Introduction to Google Cloud environments

In CDP, an environment is a logical subset of your cloud provider account including a specific virtual private network. You can register as many environments as you require.

Registering your GCP environment in CDP provides CDP with limited access to your GCP account and identifies a set of resources in your GCP account that CDP services can access. Once you’ve registered your GCP environment in CDP, you can start provisioning CDP resources such as clusters, which run on the physical infrastructure in an GCP data center.

The following diagram enumerates the components of a GCP environment:

The diagram illustrates all major user-created and CDP-created components of an environment:

  • The items in dark blue boxes must be pre-created by your CDP administrator prior to environment registration and then specified when registering an environment.
  • The items in orange boxes are automatically provisioned on GCP by CDP as part of environment provisioning.

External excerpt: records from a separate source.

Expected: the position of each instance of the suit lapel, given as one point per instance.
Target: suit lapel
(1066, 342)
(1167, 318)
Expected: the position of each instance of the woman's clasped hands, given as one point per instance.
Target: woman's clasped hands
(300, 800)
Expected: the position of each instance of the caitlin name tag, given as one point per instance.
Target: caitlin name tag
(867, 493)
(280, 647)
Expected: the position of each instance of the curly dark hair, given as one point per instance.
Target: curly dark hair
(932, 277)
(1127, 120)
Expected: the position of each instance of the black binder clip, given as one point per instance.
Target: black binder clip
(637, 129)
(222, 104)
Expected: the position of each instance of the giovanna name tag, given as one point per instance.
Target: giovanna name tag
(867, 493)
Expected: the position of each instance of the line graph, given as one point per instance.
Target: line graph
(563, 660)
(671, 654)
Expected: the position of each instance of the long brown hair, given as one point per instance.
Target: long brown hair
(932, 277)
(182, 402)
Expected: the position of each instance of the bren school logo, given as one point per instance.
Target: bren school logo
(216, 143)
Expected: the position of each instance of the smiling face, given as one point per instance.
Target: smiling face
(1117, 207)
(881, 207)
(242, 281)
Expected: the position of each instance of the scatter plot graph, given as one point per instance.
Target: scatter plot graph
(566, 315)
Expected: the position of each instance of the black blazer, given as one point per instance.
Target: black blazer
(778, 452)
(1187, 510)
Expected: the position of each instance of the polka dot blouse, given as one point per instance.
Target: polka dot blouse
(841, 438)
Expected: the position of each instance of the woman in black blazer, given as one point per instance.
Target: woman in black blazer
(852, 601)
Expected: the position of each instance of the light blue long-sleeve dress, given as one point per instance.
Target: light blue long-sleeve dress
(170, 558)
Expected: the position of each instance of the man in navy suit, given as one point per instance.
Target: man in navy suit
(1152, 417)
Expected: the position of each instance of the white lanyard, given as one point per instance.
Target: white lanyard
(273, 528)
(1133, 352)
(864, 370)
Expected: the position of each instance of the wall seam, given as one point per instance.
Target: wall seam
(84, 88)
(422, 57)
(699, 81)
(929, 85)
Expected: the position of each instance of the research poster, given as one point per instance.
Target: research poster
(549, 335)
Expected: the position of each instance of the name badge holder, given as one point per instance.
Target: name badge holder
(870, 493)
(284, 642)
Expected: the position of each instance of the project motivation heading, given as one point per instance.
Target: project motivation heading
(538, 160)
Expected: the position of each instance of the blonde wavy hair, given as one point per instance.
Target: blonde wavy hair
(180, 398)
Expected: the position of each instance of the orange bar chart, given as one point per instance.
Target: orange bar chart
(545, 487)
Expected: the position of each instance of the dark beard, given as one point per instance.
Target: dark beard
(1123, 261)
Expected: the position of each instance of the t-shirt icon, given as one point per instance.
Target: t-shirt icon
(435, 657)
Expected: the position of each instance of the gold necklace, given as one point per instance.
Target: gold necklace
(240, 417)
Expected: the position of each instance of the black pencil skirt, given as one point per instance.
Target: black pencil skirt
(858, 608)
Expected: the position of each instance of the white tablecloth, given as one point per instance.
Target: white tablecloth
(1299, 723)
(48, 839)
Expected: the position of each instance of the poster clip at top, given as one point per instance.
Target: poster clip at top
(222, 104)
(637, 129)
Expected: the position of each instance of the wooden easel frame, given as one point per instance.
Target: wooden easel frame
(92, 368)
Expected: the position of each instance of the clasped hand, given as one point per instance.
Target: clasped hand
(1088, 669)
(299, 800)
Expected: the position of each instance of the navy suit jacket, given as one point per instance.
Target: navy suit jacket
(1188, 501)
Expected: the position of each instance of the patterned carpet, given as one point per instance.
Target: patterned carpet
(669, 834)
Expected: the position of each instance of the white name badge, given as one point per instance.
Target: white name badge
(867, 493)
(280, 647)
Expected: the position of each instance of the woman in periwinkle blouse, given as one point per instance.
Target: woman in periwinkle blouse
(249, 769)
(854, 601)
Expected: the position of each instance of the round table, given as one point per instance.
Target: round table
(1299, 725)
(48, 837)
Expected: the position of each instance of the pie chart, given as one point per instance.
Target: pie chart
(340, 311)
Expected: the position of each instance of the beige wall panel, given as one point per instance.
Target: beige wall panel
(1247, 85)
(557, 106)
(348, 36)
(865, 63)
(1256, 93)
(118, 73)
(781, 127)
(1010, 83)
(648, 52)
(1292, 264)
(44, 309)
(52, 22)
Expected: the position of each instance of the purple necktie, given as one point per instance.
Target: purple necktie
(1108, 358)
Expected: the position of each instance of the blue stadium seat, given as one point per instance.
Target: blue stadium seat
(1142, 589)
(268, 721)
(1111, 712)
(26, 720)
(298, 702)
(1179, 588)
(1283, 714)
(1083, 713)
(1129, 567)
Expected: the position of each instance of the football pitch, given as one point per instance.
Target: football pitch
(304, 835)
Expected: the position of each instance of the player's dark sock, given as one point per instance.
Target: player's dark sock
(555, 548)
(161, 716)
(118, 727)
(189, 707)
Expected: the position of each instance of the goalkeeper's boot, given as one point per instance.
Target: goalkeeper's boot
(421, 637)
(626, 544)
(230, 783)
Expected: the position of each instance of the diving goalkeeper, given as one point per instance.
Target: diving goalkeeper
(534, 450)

As shown in the diagram, an environment consists of the following resources:

Environment component Description
Virtual network with subnets An environment corresponds to one specific VPC network and one or more subnets in which CDP resources are provisioned.
Firewall rules Firewall rules (similar to security groups on other cloud providers) act as a virtual firewall for your instances to control inbound and outbound traffic.

All VM instances provisioned within an environment use your specified security access settings allowing inbound access to your instances from your organization’s computers.

Service account for provisioning credential CDP uses a provisioning credential for authorization to provision resources (such as compute instances) within your cloud provider account.

In GCP, credential creation involves creating a service account, assigning a set of minimum IAM permissions to it, and providing CDP with the access key generated for the service account.

SSH public key When registering an environment on a public cloud, a CDP administrator provides an SSH public key. This way, the administrator has root-level access to the Data Lake instance and Data Hub cluster instances.
Google storage location and a service account controlling access to it When registering an environment, you must provide a Google storage location for storing:
  • All workload cluster data
  • Cluster service logs and Ranger audits

Furthermore, you must create and assign a service account on the scope of this storage location so that CDP can access it.

Data Lake cluster A data lake is automatically provisioned when an environment is created. It provides a mechanism for storing, accessing, organizing, securing, and managing data.
FreeIPA server A FreeIPA server is automatically provisioned when an environment is created. It is responsible for synchronizing your users and making them available to CDP services, Kerberos service principal management, and more.

Once your environment is running, you can provision Data Hub clusters in it.